震災時のお料理

2011/3/19

本当に、本当に大変な地震でした。大きな揺れを感じた東京。でもそれどころではない被災地。これほどまでの惨事に身の置き所もないほどの悲しみに、どうして良いかわからない状態です。被災された方々の、心と体が、一日も早く、元気を取り戻せるように、願う毎日です。どうか、今日より明日、明日より明後日が、皆様にとって少しずつでも良い日となっていきますように。

震源地とは大きく離れた東京ですが、かなりの揺れを感じ、都市機能がストップ。今回のことで、大きな自然災害に遭ってしまったとき、家族を持つ身としては、本当に、いろいろ考えさせられました。その第一番が、家族の健康。無事、遠くの職場や学校から家族が数時間かけて戻ったときに、まず、しなければいけないのが、出来るだけ身体と心を落ち着かせ、栄養が摂れる物を食べさせること。かと。

もちろん、自宅を離れ避難している場合は、無理ですが、自宅で、何か加熱手段があるのであれば・・まずはごはんを。
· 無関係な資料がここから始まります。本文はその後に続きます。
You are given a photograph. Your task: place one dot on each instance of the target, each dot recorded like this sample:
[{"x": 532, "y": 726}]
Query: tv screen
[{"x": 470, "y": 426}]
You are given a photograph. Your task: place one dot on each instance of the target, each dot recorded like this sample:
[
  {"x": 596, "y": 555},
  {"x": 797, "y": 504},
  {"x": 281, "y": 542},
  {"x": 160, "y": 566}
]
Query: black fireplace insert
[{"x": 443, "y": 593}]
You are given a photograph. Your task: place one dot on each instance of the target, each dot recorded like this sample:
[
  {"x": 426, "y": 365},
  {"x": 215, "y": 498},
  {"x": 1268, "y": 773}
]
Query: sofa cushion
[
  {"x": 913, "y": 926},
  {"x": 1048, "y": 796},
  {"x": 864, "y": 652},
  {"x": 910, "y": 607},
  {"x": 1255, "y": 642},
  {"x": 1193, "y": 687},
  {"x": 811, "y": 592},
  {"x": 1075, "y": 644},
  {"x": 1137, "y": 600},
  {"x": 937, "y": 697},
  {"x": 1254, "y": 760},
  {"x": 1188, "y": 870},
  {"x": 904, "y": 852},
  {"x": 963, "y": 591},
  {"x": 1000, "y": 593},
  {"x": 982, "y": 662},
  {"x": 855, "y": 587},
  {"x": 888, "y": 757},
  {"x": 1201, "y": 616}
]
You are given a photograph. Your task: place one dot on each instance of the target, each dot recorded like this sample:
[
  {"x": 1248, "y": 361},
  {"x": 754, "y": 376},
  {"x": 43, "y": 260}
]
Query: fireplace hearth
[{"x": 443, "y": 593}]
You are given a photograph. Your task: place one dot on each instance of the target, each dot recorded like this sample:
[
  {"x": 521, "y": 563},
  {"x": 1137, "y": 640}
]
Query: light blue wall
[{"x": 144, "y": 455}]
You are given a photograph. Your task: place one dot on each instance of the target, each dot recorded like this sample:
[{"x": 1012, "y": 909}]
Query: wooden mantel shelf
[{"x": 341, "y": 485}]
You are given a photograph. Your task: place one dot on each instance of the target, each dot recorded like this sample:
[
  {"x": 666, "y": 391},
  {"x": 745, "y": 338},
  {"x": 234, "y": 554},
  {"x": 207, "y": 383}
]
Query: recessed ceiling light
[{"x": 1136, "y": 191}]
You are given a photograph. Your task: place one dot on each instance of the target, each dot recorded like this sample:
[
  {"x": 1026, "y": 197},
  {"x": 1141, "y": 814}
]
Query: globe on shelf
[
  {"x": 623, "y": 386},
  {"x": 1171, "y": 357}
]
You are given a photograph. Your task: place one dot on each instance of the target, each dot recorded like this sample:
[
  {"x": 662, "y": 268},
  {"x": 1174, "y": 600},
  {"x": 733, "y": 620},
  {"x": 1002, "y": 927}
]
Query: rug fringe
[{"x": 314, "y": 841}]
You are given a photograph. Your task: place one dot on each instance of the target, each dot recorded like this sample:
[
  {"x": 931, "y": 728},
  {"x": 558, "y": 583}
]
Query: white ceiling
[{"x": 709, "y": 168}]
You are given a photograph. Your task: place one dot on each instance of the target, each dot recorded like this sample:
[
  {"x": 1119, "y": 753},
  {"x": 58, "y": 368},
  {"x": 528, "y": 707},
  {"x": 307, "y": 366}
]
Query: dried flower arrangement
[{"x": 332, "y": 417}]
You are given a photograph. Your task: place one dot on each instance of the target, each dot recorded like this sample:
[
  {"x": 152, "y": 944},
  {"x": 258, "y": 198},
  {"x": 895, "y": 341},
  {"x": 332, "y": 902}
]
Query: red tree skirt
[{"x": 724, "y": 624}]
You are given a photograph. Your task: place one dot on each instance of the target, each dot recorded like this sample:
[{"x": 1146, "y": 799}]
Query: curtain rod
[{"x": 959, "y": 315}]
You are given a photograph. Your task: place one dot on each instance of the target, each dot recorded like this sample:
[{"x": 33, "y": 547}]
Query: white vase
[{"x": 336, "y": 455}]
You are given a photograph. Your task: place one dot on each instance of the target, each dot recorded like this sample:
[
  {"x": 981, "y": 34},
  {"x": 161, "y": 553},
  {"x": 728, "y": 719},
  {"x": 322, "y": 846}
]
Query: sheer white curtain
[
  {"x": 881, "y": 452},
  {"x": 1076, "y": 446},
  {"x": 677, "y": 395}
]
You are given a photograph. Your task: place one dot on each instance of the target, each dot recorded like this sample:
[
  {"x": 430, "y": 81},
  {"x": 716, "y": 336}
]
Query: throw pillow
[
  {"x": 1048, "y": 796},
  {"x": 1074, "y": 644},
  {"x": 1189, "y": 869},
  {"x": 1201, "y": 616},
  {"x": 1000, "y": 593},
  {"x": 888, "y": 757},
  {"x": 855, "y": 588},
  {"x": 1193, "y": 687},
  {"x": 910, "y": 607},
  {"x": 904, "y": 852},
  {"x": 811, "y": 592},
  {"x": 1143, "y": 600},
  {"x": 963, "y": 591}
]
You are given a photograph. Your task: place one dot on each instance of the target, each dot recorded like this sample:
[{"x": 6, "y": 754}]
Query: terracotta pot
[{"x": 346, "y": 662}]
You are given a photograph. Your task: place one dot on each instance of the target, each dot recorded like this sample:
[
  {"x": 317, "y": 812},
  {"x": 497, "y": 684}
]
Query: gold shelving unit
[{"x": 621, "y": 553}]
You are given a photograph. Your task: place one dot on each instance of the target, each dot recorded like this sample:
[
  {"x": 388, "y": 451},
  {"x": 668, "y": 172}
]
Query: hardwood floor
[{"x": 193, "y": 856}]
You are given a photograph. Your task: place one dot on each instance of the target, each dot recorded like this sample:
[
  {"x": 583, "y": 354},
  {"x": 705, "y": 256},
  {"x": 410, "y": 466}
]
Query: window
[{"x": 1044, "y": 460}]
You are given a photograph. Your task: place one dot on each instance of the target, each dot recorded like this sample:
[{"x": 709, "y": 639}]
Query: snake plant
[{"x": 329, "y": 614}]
炊飯器が使えればもちろん問題ないですが、無理なら鍋で。

そしてもう一つ、具は何でも大丈夫。具だくさんのみそ汁を! 根菜は最初から(加熱時間を短く済ませるには薄く切って)、葉物は仕上げに・・出しになる肉類があれば是非入れてください。 いつもの豚汁とは違っても、肉の旨みと柔らかく煮えた野菜がたっぷりのみそ汁は、気持ちをホッとさせてくれるはず。
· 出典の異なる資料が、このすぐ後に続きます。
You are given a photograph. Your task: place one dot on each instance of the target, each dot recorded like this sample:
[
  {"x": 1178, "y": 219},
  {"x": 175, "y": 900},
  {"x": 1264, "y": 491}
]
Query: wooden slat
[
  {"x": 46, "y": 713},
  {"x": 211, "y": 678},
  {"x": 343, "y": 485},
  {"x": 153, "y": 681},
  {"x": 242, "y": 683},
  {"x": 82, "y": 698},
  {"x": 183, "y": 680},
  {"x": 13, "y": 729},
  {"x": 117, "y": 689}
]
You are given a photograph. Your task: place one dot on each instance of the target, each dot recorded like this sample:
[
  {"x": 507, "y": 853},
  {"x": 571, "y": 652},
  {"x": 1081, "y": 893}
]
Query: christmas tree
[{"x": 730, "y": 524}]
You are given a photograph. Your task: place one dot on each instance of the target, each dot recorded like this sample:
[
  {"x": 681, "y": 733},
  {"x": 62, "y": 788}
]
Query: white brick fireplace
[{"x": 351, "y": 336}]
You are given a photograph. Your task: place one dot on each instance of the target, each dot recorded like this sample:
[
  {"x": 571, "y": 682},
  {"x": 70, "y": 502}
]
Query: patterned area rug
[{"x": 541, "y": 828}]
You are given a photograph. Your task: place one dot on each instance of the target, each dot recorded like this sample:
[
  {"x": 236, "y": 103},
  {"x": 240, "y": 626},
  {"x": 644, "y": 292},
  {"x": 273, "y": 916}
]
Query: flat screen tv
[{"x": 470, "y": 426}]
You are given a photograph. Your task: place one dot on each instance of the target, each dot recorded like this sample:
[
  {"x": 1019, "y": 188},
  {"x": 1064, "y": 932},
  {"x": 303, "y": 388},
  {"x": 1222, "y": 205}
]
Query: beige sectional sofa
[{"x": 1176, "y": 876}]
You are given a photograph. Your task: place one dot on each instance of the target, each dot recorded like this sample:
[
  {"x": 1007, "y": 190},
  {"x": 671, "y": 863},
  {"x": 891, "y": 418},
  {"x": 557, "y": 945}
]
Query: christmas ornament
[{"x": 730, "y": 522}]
プラスして、何か「ごはんの友」があれば、それで立派な食事になります。佃煮やふりかけ等があればもちろんですし、かつお節を醤油で味をつけた物でも。いつもなかなか食べきれなくて・・と思っている塩っぱく、酸っぱい梅干しもこんな時には大活躍。調味料と思われがちの味噌もごはんにちょこんとのせて食べると意外に美味・・・。災害を乗り切るにも・・体力と気力、それを持続させるには何より、食事・・。こんな時だからこそ、調理力、家事力、そして、臨機応変にある道具を使いこなし、何とか食べるものを作る・・そんな力を問われ、試されたように思えたここ数日でした。